Answer to: Counting instances of genotype strings where order is irrelevant within locus
Score: 1
To treat Xx and xX as the same we might use a strsplit/sort approach, but on factor levels for sake of efficiency. This assumes diploid, biallelic loci.
canonicalize_genotype <- \(x, decreasing.=TRUE) {
base_levels <- \(A) {
strsplit(A, '') |>
lapply(sort.int, decreasing=decreasing.) |>
sapply(paste, collapse='')
}
x <- unlist(x)
len <- nchar(x)
if (var(len) != 0) {
stop('lengths ambiguous.')
} else {
len <- el(len)
}
a <- vapply(seq_len(len/2) - 1, \(i) {
substr(x, 1 + 2*i, 2 + 2*i)
}, FUN.VALUE=character(length(x))) |>
as.factor()
starts <- seq(1L, len, by=2L)
ends <- starts+1L
substring(x, starts, ends)
levels(a) <- base_levels(levels(a))
matrix(a, ncol=len/2) |>
as.data.frame() |>
Reduce(f=paste0)
}
Gives:
> canonicalize_genotype(offspring) |>
+ table()
aabb aaBb aaBB Aabb AaBb AaBB AAbb AABb AABB
1 2 1 2 4 2 1 2 1
Notice that the table displays Xx rather than xX, as the OP seems to prefer. To get xX, use canonicalize_genotype(., decreasing.=FALSE).

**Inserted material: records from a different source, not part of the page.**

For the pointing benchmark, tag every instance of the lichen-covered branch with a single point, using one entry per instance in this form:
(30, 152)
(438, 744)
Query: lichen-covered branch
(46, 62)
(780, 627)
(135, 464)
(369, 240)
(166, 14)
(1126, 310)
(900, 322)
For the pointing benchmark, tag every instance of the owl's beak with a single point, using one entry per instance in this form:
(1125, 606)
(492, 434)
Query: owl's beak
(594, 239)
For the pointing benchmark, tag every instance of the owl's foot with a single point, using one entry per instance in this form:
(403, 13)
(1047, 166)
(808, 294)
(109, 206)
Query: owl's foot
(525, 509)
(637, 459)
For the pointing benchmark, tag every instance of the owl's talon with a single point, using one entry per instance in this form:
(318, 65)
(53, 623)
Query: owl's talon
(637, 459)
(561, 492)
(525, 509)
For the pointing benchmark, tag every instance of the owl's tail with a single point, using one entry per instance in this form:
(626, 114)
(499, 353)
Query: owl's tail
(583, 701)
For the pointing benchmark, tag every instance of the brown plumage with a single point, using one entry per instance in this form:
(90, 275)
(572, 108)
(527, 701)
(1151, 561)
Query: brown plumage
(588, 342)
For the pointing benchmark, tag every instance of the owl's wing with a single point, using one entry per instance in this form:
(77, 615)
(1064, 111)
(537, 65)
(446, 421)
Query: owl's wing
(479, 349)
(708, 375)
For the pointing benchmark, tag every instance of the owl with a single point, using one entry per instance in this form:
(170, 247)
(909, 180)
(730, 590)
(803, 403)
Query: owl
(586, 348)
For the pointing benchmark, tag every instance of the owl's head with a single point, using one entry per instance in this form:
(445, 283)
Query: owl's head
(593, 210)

I wrote it so it generalizes to more than two loci [[aa, aA, Aa, AA], [bb, bB, Bb, BB], [cc, cC, Cc, CC], ...]:
> canonicalize_genotype(df) |>
+ table()
aabbCC aaBbCc Aabbcc AabbCC AaBbcc AaBbCc AaBbCC AaBBcc AaBBCC AAbbcc AABbcc AABbCc AABBcc AABBCc AABBCC
1 1 1 1 1 1 2 1 1 1 1 1 1 1 1
Data:
mk_mat <- \(m, n) {
replicate(m*m, lapply(seq_len(n), \(i) {
sample(c(letters[i], LETTERS[i]), replace=TRUE) |>
paste(collapse='')
}), simplify=FALSE) |>
sapply(paste, collapse='') |>
matrix(m, m)
}
set.seed(42)
df <- mk_mat(4, 3) |>
as.data.frame()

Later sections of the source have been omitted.